Almacenamiento y búsqueda de fechas aproximadas

I'm looking to make a database to hold metadata about a set of pictures and one field I want is date taken. I'd like to be able to store this with coarse or fine-grained accuracy, e.g. for a digital picture the exact time stamp down to the second will be available, but I'd like to be able to tag a picture as just being taken in a particular year, or even a particular decade (decade being the most coarse I'd go), and also to be able to search in this way, requesting fro example all pictures from the 90s, or all pictures from 1992 or all pictures from a particular day etc.

I was wondering if there is a built in way way to do this with SQL, or if there is another way that would be better. I thought about breaking the date up and storing each piece separately, e.g. have a decade field, a year field, a month field etc but this seemed like it might be a slightly clumsy way of doing things.

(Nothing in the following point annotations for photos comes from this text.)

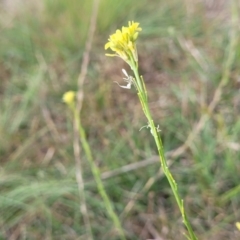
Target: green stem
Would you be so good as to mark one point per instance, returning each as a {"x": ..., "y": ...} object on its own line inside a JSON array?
[
  {"x": 142, "y": 93},
  {"x": 97, "y": 177}
]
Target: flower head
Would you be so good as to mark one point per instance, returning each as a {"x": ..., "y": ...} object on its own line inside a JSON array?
[
  {"x": 123, "y": 42},
  {"x": 68, "y": 97}
]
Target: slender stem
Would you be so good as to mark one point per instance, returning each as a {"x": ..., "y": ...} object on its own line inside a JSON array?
[
  {"x": 97, "y": 177},
  {"x": 144, "y": 102}
]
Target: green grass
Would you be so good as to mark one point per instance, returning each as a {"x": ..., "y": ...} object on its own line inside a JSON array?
[{"x": 40, "y": 56}]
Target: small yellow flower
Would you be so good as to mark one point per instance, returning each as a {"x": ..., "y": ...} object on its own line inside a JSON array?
[
  {"x": 123, "y": 42},
  {"x": 238, "y": 225},
  {"x": 69, "y": 97}
]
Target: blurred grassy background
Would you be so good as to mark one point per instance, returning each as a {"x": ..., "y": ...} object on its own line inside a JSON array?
[{"x": 182, "y": 49}]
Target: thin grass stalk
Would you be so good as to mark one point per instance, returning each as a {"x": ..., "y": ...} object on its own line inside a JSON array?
[{"x": 97, "y": 176}]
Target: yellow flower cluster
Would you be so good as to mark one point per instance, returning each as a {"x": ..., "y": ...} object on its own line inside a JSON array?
[{"x": 123, "y": 42}]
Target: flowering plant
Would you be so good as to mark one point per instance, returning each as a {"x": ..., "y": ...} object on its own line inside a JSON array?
[{"x": 123, "y": 43}]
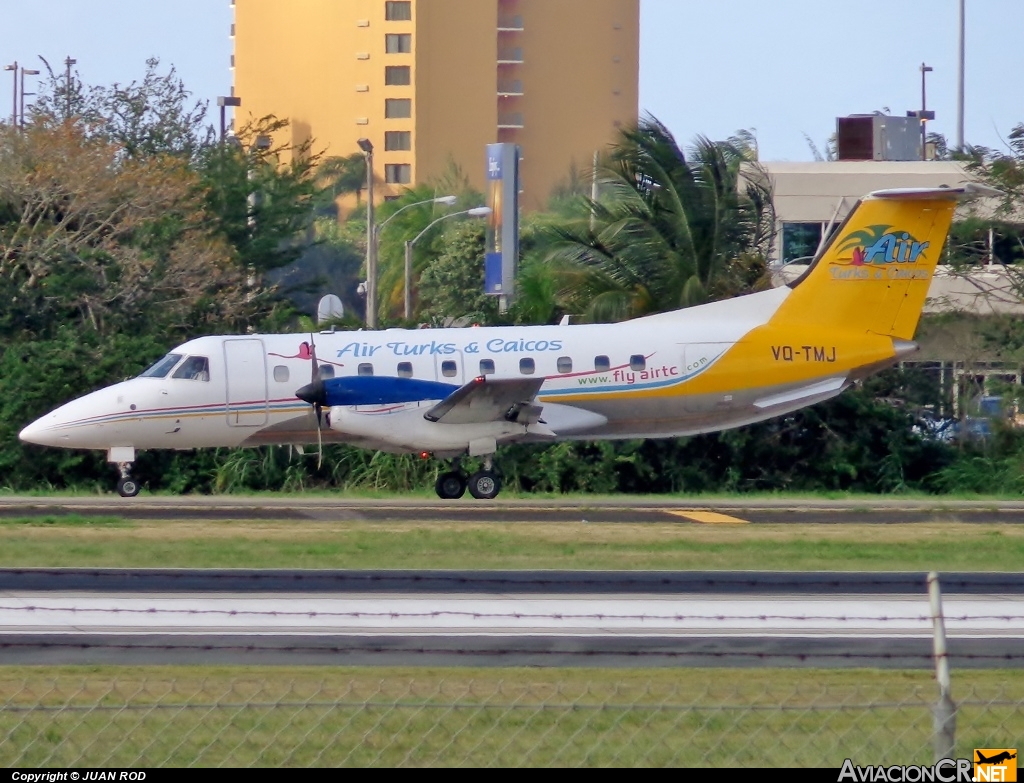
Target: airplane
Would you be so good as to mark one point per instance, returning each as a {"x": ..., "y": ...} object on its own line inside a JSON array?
[{"x": 450, "y": 393}]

I'm not fussed about which SQL technology I use as long as it's free. I'm looking at H2 at the moment.

preguntado el 28 de julio de 12 a las 22:07

3 Respuestas

You can do that with just two columns: one for the timestamp, and another one for the level of precision. Then you have to define a precision scale, and some standard to encode lower precision dates on a timestamp.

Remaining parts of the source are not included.